Oh so verrry cute! Sort of reminds me of my tabby Maya when she was tiny! Congratulations on your new kitty! May Princess bring you lots of joy and heartfelt laughs and loves for a looooong time!


----------



## Marcia (Dec 26, 2010)

so very cute in her little pink collar! Congratulations on your new bundle of joy! Looks like you solved the collar issue you had in the other thread.


----------



## Cheddar (Jul 11, 2014)

What a cutie!!!


----------



## spirite (Jul 31, 2012)

Ooh, she is adorable!! She's so tiny, I can't believe she's 3 months!


----------



## Jetlaya67 (Sep 26, 2012)

She is so pretty!


----------



## yo0123yo (Apr 2, 2013)

Every day I am gaining her trust she is beyond adorable!!!! So tiny, cute, and gorgeous! Figured I'd share these three pictures of her sleeping cuddled in my lap on my blanket and she is out cold, just like a baby! Enjoy! Brings back memories of when my 12 year old Chucky would lie in my lap 
http://i.imgur.com/BR7ZDvk.jpg
http://i.imgur.com/0SPyC1Q.jpg
http://i.imgur.com/KwUk8wu.jpg


----------



## yo0123yo (Apr 2, 2013)

http://i.imgur.com/pK7u2gN.jpg


----------



## Time Bandit (Aug 17, 2010)

Is she ever precious! I absolutely love the pictures of her sleeping in your lap. A Princess she is!
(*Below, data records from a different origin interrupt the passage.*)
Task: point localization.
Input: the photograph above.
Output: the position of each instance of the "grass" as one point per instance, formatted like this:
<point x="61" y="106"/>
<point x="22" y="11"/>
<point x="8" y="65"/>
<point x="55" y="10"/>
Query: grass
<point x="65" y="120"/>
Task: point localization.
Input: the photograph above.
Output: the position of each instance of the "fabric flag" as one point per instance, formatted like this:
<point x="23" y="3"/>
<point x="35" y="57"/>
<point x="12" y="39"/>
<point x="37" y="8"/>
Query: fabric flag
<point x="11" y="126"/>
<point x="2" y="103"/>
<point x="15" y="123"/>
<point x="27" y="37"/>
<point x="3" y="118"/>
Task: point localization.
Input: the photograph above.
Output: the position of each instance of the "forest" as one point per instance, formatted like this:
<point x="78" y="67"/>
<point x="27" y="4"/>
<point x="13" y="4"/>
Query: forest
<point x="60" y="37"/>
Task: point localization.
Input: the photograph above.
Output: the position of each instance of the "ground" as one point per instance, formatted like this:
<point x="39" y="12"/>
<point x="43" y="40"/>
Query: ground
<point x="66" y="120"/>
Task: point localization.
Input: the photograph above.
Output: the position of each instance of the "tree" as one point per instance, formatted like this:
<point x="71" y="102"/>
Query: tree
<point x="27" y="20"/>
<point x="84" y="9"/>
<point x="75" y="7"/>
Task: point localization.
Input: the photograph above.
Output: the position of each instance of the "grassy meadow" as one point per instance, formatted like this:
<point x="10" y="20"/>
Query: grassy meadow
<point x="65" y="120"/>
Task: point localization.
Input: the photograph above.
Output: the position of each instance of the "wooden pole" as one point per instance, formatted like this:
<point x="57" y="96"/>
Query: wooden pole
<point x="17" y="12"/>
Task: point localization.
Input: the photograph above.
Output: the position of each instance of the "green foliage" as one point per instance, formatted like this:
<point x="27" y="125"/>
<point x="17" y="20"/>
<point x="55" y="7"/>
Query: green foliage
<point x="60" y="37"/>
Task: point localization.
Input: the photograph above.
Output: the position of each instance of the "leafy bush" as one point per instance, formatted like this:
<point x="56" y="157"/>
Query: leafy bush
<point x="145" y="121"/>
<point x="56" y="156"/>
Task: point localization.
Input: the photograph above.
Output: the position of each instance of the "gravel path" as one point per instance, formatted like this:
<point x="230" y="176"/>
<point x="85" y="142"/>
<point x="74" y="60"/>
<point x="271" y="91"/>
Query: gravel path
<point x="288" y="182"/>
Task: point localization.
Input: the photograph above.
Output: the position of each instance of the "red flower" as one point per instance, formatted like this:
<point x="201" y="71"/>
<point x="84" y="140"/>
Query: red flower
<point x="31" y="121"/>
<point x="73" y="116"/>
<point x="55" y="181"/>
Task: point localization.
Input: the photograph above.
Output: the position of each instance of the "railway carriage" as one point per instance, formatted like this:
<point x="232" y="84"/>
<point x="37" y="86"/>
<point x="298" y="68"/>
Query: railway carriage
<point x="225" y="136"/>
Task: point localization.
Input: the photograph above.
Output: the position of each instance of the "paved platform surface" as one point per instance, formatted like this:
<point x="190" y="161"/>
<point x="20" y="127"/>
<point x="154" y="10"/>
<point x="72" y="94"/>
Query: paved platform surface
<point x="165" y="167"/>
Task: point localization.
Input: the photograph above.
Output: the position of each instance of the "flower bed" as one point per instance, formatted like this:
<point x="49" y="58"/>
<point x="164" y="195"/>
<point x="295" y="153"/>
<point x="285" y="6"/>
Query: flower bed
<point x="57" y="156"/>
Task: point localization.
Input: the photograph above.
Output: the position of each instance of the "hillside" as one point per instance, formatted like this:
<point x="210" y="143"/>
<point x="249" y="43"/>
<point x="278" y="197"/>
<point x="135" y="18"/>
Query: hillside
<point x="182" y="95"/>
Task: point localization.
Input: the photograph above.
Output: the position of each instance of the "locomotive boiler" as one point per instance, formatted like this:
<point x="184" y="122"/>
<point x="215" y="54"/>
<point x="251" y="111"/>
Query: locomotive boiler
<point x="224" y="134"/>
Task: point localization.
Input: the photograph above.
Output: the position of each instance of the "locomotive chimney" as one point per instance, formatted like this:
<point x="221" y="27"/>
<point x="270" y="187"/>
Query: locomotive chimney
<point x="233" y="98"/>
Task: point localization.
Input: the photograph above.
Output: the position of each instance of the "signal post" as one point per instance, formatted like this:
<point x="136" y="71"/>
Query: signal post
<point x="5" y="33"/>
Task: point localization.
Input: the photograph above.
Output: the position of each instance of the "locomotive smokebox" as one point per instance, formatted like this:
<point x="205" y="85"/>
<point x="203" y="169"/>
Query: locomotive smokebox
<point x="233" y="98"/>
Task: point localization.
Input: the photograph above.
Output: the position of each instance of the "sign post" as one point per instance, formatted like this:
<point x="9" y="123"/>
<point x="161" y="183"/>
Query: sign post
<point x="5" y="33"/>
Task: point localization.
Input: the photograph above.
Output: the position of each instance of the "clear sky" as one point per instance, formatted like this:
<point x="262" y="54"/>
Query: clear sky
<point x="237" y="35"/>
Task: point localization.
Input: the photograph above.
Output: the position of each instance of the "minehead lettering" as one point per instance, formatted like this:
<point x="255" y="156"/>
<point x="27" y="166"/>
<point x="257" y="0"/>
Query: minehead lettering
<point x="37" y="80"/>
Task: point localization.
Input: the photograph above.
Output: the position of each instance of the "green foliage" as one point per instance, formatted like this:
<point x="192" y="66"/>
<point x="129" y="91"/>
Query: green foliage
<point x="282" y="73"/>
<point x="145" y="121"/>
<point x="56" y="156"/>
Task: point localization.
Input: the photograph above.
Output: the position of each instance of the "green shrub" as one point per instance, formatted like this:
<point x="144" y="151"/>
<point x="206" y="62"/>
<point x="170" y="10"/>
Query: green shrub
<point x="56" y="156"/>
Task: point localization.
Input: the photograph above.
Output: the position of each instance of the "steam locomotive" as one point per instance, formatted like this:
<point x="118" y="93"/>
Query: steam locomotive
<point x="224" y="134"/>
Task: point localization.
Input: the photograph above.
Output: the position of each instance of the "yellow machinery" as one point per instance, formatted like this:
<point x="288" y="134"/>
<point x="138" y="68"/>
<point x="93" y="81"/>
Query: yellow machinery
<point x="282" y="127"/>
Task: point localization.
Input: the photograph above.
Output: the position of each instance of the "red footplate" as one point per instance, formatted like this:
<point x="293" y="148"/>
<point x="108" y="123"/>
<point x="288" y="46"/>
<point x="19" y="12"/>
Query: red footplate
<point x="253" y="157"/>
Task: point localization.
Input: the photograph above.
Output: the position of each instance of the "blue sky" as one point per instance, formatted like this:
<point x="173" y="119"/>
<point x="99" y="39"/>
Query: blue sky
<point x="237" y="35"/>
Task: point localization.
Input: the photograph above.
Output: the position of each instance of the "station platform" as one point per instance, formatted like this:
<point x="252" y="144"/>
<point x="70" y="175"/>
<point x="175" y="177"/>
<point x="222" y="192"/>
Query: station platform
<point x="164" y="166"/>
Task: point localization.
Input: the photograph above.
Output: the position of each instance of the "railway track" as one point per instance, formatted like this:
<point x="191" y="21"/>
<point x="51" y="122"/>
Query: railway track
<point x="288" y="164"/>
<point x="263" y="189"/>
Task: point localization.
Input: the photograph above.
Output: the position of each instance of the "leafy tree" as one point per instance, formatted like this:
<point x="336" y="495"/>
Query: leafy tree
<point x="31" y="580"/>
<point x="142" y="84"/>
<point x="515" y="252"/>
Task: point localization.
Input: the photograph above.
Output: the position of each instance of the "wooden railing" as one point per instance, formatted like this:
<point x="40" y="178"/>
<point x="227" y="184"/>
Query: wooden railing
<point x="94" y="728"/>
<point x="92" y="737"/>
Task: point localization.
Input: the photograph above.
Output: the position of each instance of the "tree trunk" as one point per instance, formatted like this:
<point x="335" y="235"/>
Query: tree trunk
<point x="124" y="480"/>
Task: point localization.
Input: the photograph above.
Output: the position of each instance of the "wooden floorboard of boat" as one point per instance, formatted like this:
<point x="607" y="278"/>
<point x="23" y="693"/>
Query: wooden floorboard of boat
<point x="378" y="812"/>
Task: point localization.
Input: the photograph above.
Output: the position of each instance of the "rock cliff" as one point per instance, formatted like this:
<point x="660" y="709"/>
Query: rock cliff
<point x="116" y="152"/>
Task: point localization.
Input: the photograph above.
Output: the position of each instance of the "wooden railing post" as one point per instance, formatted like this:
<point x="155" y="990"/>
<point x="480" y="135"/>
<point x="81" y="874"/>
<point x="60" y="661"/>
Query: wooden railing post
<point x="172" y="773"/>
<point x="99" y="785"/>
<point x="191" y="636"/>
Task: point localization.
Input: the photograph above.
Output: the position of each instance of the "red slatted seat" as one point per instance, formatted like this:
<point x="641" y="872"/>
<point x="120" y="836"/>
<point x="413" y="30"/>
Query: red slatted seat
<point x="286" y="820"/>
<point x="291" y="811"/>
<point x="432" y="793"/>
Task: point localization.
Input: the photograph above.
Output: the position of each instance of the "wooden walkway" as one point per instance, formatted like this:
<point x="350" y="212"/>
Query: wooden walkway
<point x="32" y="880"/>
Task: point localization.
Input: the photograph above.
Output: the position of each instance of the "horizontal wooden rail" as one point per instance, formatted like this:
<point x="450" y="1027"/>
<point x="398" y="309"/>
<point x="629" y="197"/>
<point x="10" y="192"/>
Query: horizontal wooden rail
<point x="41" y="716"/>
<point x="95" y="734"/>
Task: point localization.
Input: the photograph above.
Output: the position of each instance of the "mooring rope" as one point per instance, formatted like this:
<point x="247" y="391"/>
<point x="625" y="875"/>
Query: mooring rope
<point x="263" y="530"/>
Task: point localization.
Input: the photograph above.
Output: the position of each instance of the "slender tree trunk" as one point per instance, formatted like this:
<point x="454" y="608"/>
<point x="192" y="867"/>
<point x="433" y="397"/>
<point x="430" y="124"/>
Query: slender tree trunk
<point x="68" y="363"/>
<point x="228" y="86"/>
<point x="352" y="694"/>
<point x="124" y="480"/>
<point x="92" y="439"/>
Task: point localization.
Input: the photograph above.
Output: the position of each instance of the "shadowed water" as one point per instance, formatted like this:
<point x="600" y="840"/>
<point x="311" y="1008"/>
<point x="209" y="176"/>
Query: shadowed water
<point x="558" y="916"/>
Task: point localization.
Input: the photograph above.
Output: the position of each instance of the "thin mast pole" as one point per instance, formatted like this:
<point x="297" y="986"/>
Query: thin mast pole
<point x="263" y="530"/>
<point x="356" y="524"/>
Can't wait to see her grow up!


----------



## Jetlaya67 (Sep 26, 2012)

Such a sweet face. She looks so peaceful. Isn't it amazing how trusting she is now. Remember when she would run away from you? Seems like a long time ago! Awesome!


----------



## yo0123yo (Apr 2, 2013)

^Ha! I cant believe that. It definitely took a lot to gain this sweetheart's trust but she has my trust for a lifetime thats for sure, so adorable how she rubs her head all over my leg and follows wherever I walk now  such a good feeling! By the way I am giving get l-lysine 250mg 2x daily mixed with her wet food and jeez does she eat A LOT! Lol! http://i.imgur.com/UfrO3Ic.jpg


----------



## Jetlaya67 (Sep 26, 2012)

Such a pretty spotted little tummy!


----------



## spirite (Jul 31, 2012)

She really is adorable. :luv

And she certainly looks very comfy!


----------



## Jenny bf (Jul 13, 2013)

Aww she is such a cutie.


----------



## 10cats2dogs (Jun 16, 2013)

AwwwMannnn...I just want to rub her tummy!! Very Cute!


----------



## spazz (Sep 8, 2014)

love snuggley photos! Hope she is coming out of her shell more with you. When we got lola she was the same way but we have had her a month now and i definitely can handle her now in my arms and she jumps up on my desk for attention.


----------